Commentary: The gradual growth of regionalism

Oct 14, 2009

This article first appeared in the St. Louis Beacon, Oct. 14, 2009 - Because St. Louis has so many local governments, because all major consolidation attempts over the past 80 years have failed at the ballot box or in the courts, and because the conventional wisdom among most civic leaders and the local media has been to decry localism, St. Louis itself and the more extended metropolitan governance reform community have made the area the poster region for fragmentation.

It's a bum rap.

Although St. Louis does have more municipalities per capita than any other major region, since 1950 the number has remained about the same even with a million-plus additional residents. And, more significantly, the region has steadily increased the number of inter-county governance agreements -- averaging about one every two years -- over the past half century.
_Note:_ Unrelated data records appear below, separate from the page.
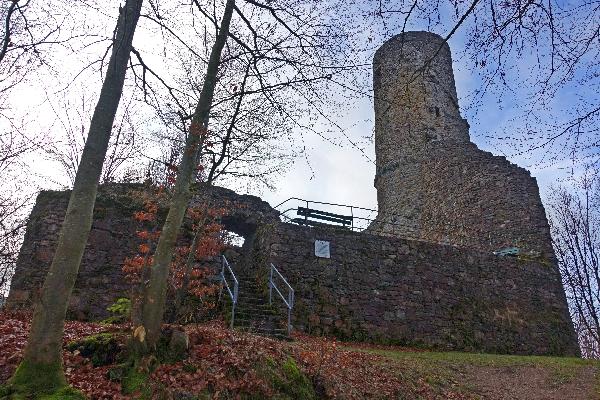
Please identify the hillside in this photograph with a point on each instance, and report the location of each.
(224, 364)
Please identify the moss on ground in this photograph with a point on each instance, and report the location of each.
(101, 349)
(38, 381)
(287, 380)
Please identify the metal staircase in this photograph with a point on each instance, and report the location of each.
(251, 310)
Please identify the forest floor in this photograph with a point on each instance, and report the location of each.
(228, 364)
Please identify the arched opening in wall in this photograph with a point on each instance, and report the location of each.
(234, 239)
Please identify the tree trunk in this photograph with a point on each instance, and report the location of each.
(42, 362)
(146, 336)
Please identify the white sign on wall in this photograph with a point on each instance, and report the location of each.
(322, 249)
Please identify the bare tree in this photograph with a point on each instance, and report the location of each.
(529, 53)
(41, 370)
(575, 224)
(124, 147)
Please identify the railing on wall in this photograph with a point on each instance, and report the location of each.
(358, 219)
(290, 297)
(226, 268)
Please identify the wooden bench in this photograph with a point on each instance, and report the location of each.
(344, 220)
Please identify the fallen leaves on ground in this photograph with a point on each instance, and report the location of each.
(228, 364)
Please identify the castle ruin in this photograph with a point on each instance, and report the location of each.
(424, 272)
(432, 182)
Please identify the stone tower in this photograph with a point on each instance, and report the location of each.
(432, 182)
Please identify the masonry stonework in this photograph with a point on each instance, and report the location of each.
(424, 272)
(394, 290)
(432, 182)
(112, 238)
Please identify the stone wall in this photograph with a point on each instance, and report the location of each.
(432, 182)
(112, 238)
(388, 289)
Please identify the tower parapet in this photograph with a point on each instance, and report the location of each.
(432, 182)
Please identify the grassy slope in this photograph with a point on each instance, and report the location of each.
(233, 363)
(483, 376)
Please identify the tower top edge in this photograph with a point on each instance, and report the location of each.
(410, 37)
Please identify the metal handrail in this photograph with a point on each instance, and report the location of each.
(383, 225)
(290, 299)
(234, 294)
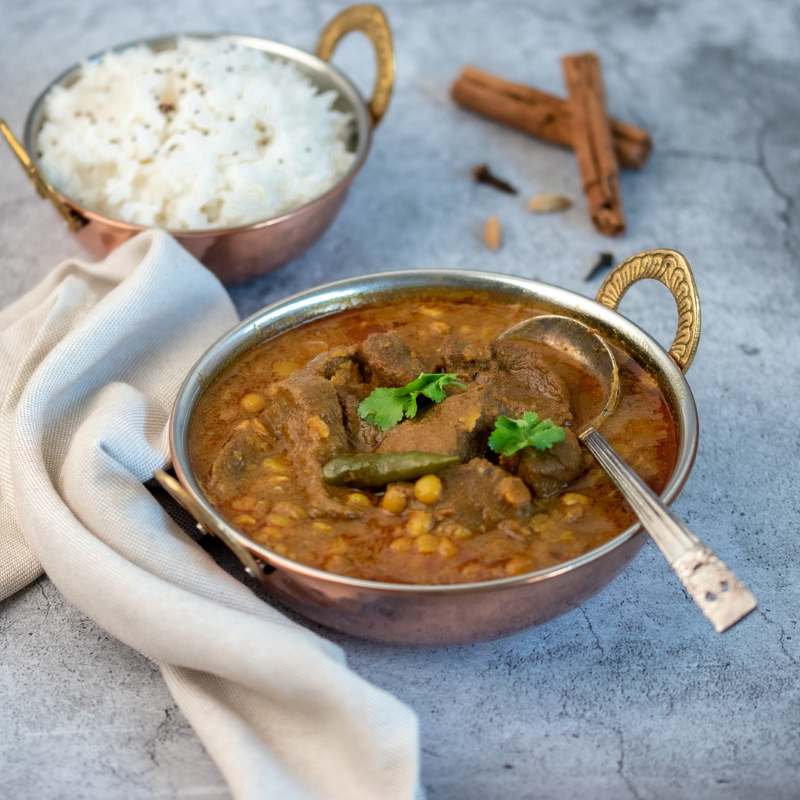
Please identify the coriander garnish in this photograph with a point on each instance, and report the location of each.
(386, 407)
(510, 435)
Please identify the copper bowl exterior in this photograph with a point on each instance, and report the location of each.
(238, 253)
(468, 612)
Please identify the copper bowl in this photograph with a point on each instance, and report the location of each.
(466, 612)
(236, 254)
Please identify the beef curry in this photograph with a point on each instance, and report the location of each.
(295, 447)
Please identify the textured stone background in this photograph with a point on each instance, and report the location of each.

Cooperation has involved many services and taken diverse forms.

The services include sanitary and solid waste (e.g., Metropolitan Sewer District), education (e.g., Cooperating School Districts), cultural institutions (e.g., Zoo-Museum District), the arts (e.g., Regional Arts Commission), transportation (e.g., Metro), public safety (e.g., Regional Justice Information System), tourism (e.g., Convention and Visitors Commission), parks and open space (e.g., Great Rivers Greenway), sports venues (e.g., Edward Jones Dome), economic development (e.g., Greater St. Louis Economic Development Council) and health care for the indigent (e.g., St. Louis Connect Care).

The forms include public authorities, special purpose districts, intergovernmental agreements, cooperative arrangements and umbrella organizations.
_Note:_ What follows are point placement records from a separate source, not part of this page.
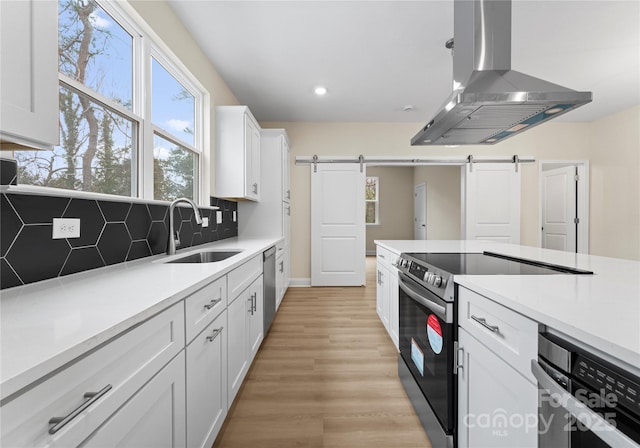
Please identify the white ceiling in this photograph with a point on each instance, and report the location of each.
(375, 57)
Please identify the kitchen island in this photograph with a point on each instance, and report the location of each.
(601, 310)
(486, 328)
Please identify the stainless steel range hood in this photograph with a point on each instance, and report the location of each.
(490, 102)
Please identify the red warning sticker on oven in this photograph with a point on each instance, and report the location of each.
(434, 332)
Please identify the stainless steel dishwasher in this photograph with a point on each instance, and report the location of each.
(269, 293)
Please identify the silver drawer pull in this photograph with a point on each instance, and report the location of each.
(213, 303)
(60, 422)
(482, 321)
(215, 334)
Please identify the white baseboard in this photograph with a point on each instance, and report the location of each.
(300, 282)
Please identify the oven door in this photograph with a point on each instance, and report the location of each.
(427, 346)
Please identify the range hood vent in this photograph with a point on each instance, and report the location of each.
(490, 102)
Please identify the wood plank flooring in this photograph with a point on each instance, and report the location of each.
(325, 376)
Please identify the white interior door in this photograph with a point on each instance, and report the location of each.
(559, 207)
(492, 202)
(337, 225)
(420, 212)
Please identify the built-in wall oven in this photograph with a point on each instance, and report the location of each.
(584, 401)
(428, 329)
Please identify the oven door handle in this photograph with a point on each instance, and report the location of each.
(437, 309)
(591, 420)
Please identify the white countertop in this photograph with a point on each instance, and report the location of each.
(47, 324)
(600, 310)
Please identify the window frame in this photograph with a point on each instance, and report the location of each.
(146, 44)
(376, 201)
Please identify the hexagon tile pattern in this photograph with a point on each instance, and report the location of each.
(110, 232)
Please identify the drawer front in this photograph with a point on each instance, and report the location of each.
(386, 257)
(204, 305)
(508, 334)
(126, 364)
(243, 276)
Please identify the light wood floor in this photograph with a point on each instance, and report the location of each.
(325, 376)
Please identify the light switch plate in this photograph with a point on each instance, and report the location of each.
(66, 228)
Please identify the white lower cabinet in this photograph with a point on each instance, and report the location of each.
(115, 371)
(497, 406)
(245, 320)
(207, 383)
(154, 417)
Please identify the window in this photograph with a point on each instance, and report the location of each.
(371, 200)
(131, 116)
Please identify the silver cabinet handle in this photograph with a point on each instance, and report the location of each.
(213, 303)
(59, 422)
(215, 334)
(482, 321)
(592, 420)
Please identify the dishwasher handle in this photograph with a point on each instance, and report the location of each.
(590, 419)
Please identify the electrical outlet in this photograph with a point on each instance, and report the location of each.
(66, 228)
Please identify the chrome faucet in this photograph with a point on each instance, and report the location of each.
(174, 239)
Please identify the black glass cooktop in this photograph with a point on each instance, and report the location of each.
(488, 263)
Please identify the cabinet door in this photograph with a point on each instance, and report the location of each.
(29, 73)
(252, 155)
(286, 191)
(237, 343)
(286, 223)
(207, 384)
(394, 316)
(256, 317)
(497, 407)
(154, 417)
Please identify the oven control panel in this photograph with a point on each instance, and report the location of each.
(424, 274)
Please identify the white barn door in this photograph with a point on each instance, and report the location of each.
(559, 209)
(492, 202)
(337, 225)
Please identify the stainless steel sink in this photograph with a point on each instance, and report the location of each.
(206, 257)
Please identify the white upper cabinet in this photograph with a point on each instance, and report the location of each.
(237, 154)
(29, 73)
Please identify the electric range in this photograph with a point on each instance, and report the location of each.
(428, 328)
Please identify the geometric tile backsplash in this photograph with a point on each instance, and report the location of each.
(111, 232)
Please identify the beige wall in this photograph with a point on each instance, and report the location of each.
(443, 200)
(552, 141)
(612, 144)
(614, 154)
(161, 18)
(395, 204)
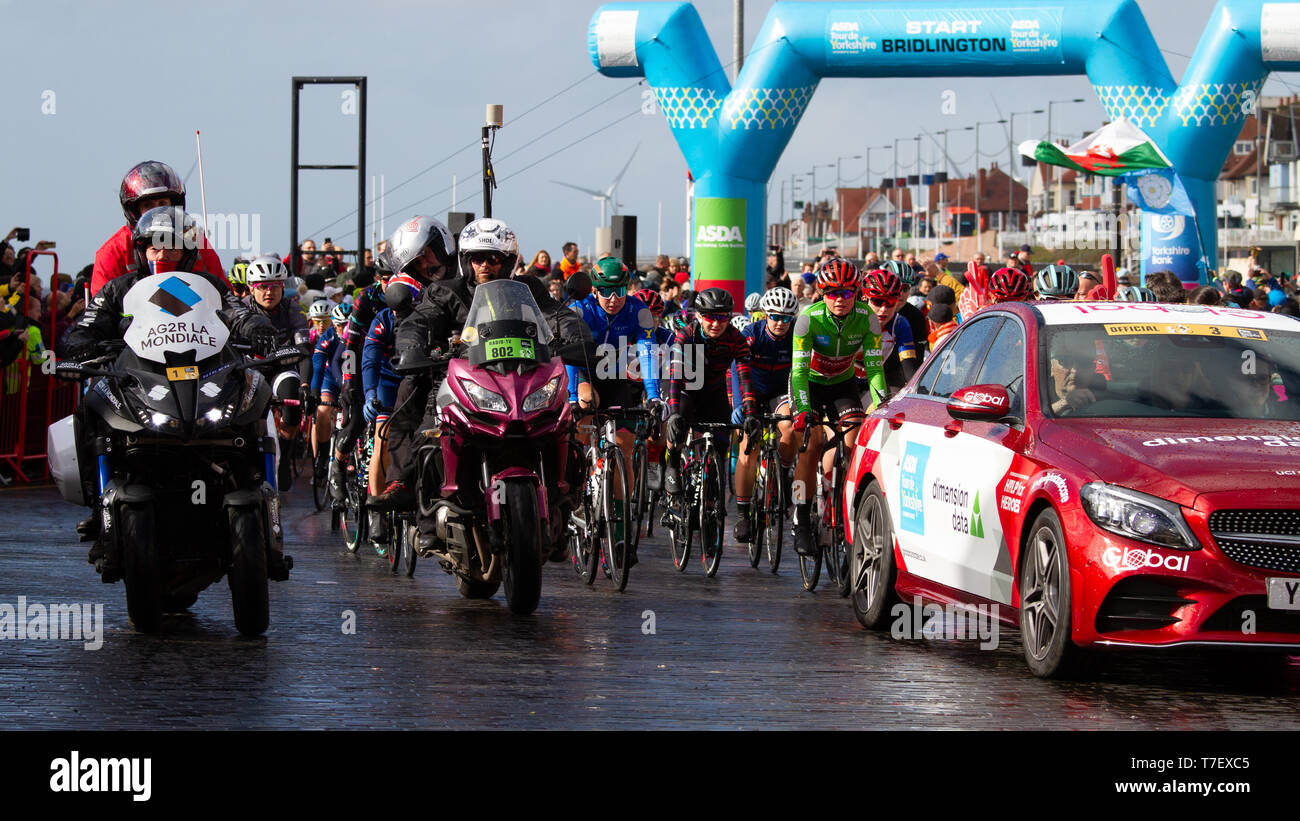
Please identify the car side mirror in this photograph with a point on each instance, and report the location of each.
(980, 403)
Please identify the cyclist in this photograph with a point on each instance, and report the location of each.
(328, 383)
(1010, 285)
(915, 316)
(238, 277)
(148, 185)
(1056, 282)
(267, 277)
(883, 290)
(707, 346)
(830, 338)
(618, 324)
(378, 382)
(770, 355)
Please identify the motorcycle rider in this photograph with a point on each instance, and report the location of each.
(267, 277)
(164, 239)
(148, 185)
(423, 248)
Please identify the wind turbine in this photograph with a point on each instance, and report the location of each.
(607, 196)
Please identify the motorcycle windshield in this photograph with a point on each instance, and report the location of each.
(174, 313)
(505, 324)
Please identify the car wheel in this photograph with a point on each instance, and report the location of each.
(1045, 602)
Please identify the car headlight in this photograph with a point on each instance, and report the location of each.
(482, 398)
(1138, 516)
(542, 396)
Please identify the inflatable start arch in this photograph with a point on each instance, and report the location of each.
(732, 137)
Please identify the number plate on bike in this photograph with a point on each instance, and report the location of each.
(510, 347)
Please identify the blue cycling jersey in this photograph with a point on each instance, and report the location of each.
(768, 360)
(377, 352)
(328, 360)
(632, 325)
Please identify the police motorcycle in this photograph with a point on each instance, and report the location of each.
(185, 447)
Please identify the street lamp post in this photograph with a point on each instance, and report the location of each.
(1010, 168)
(839, 198)
(979, 240)
(1052, 198)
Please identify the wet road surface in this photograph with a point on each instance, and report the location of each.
(745, 650)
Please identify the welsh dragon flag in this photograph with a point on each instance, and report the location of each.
(1116, 150)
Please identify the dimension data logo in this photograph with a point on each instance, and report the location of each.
(176, 296)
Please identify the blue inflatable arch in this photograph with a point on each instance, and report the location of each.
(732, 138)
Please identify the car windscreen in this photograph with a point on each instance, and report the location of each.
(1162, 369)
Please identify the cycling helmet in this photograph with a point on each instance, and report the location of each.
(906, 273)
(779, 302)
(148, 178)
(882, 283)
(238, 273)
(1056, 282)
(488, 234)
(268, 268)
(167, 226)
(610, 273)
(412, 238)
(714, 300)
(837, 274)
(651, 299)
(1009, 285)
Most of these ventures, especially the earlier ones, involved just the City of St. Louis and St. Louis County. Why has the more affluent and larger St. Louis County repeatedly joined with the poorer and smaller city for all these services?

Partially because of enlightened self-interest explicitly acknowledged by every county executive from Lawrence Roos in the 1960s to Charlie Dooley in 2009. Partially because of civic leadership pressure for the county to do its "fair share" for the region. Partially, and perhaps more subtly, because of the county's growing desire to be seen as the prevailing regional player rather than being second banana to the city's elected leadership who still receive more media attention.
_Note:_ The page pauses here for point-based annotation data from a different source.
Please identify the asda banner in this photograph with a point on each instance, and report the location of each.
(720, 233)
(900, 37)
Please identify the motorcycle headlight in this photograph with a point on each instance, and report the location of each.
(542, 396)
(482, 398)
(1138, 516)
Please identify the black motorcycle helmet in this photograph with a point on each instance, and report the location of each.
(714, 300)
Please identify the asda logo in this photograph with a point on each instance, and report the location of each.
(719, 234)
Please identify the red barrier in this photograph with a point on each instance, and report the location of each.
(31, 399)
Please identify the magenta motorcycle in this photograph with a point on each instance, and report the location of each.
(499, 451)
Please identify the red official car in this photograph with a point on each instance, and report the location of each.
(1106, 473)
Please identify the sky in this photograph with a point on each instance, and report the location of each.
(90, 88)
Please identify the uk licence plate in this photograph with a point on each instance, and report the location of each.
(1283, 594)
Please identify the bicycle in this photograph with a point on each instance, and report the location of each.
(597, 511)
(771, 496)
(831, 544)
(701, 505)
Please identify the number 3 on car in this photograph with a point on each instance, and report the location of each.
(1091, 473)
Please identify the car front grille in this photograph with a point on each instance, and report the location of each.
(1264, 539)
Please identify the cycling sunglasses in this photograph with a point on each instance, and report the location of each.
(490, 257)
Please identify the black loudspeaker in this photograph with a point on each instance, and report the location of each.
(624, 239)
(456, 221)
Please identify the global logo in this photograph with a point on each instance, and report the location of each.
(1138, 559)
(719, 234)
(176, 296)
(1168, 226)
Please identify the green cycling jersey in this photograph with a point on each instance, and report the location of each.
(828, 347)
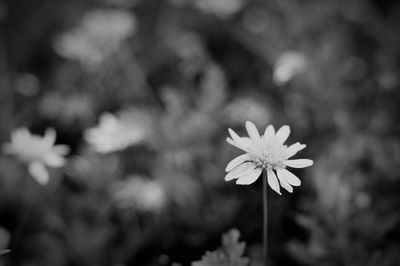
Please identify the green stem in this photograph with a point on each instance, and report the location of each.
(265, 220)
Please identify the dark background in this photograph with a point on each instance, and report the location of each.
(193, 68)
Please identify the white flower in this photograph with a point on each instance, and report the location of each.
(36, 152)
(117, 133)
(289, 64)
(266, 152)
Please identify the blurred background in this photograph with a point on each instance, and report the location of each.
(143, 91)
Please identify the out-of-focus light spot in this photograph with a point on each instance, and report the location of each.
(27, 84)
(362, 200)
(221, 8)
(289, 64)
(114, 133)
(37, 152)
(99, 35)
(355, 68)
(68, 109)
(243, 109)
(254, 20)
(139, 193)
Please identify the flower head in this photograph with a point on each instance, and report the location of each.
(115, 133)
(36, 152)
(265, 153)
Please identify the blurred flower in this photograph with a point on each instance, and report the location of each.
(36, 152)
(265, 152)
(139, 193)
(76, 109)
(115, 133)
(222, 8)
(99, 35)
(289, 64)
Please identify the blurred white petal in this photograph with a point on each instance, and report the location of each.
(250, 177)
(39, 172)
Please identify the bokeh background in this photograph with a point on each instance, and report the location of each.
(170, 77)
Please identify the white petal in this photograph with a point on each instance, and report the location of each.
(269, 132)
(294, 148)
(286, 186)
(252, 131)
(288, 177)
(249, 178)
(50, 136)
(243, 141)
(39, 172)
(233, 134)
(299, 163)
(237, 145)
(239, 171)
(61, 149)
(54, 160)
(283, 134)
(235, 162)
(273, 181)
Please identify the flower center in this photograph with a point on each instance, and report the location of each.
(269, 155)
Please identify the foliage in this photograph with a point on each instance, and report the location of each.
(230, 254)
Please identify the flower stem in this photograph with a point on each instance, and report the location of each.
(265, 220)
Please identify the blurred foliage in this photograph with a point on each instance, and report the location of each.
(159, 82)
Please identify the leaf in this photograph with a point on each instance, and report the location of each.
(230, 254)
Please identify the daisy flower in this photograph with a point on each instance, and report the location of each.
(265, 153)
(37, 152)
(117, 132)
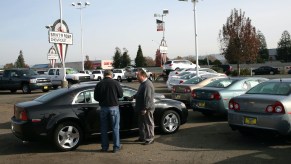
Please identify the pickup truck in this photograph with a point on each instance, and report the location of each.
(130, 74)
(72, 76)
(23, 79)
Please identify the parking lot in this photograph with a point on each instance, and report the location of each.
(201, 140)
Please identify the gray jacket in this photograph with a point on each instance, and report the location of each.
(145, 96)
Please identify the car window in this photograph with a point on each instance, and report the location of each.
(271, 88)
(224, 83)
(85, 97)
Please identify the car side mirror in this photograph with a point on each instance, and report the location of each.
(126, 98)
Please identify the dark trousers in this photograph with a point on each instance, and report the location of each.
(146, 126)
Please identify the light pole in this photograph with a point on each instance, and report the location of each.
(81, 6)
(163, 44)
(195, 33)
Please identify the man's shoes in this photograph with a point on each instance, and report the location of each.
(115, 150)
(139, 140)
(104, 150)
(148, 142)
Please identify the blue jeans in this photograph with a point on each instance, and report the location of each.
(112, 114)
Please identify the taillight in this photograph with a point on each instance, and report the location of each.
(277, 107)
(215, 96)
(187, 90)
(193, 94)
(233, 105)
(173, 89)
(23, 116)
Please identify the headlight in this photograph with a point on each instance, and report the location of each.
(32, 81)
(75, 78)
(183, 105)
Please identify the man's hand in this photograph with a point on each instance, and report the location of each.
(143, 112)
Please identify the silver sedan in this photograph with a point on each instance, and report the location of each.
(265, 107)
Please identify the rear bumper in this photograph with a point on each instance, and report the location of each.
(25, 130)
(276, 123)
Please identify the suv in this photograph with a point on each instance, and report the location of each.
(23, 79)
(172, 65)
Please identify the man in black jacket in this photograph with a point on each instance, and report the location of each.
(146, 107)
(107, 92)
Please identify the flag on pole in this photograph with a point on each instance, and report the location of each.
(160, 25)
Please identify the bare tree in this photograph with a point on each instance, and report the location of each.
(238, 39)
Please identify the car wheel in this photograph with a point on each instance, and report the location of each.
(151, 78)
(170, 122)
(67, 136)
(129, 79)
(13, 90)
(208, 114)
(26, 88)
(119, 79)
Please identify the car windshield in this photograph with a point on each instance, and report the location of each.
(71, 71)
(271, 88)
(28, 73)
(117, 71)
(194, 80)
(50, 95)
(222, 83)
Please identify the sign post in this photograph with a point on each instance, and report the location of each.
(60, 36)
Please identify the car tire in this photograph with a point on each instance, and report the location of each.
(151, 78)
(170, 122)
(129, 79)
(26, 89)
(119, 79)
(67, 136)
(13, 90)
(207, 114)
Gradually but steadily, the St. Louis area has learned how to be regional.

For example, Lambert International Airport is located in St. Louis County but is owned by the City of St. Louis. In the 1980s, the city acknowledged the county's take by giving it representation on the airport's board. In the 1990s, recognizing that landing patterns affect St. Charles County to the west, it gave that jurisdiction a board seat.

Crises, real or manufactured, have also helped.

  • Lose a National Football League franchise to Phoenix (the Cardinals) and, in response, build a venue (Edward Jones Dome) to attract another one (the Rams).
  • When post-Cold War defense cuts generate massive layoffs at McDonnell Douglas (now Boeing), create a Greater St. Louis Economic Development Council to design a coordinated economic development strategy.
  • Fall behind in the race for conventioneers, combine efforts and increase marketing funding through a joint Convention and Visitors Commission.

Localism is what makes the St. Louis area cozy and special. Ask residents what they like best about the region and the most common response is "small town feel with cosmopolitan amenities." One obvious way to create a "small town feel" is to have numerous municipalities. Its Jeffersonian keep-government-close-to-the-people resonates well.

But localism and regionalism are not antonyms dueling with one another. Rather they are forces to be balanced, maintaining one (the local) while strengthening the other (the regional). Clearly there is more work yet to be done on the regional side but, as those efforts proceed, the area needs to appreciate how much it has accomplished during the past half century.

Terry Jones is professor of political science at the University of Missouri-St. Louis and author of "Fragmented by Design: Why St. Louis Has So Many Governments." This essay is based on a chapter (“Moving Toward Regionalism Incrementally: The St. Louis Case”) by Terry Jones and Don Phares in "Governing Metropolitan Regions in the 21st Century," edited by Phares and published this year by M.E. Sharpe.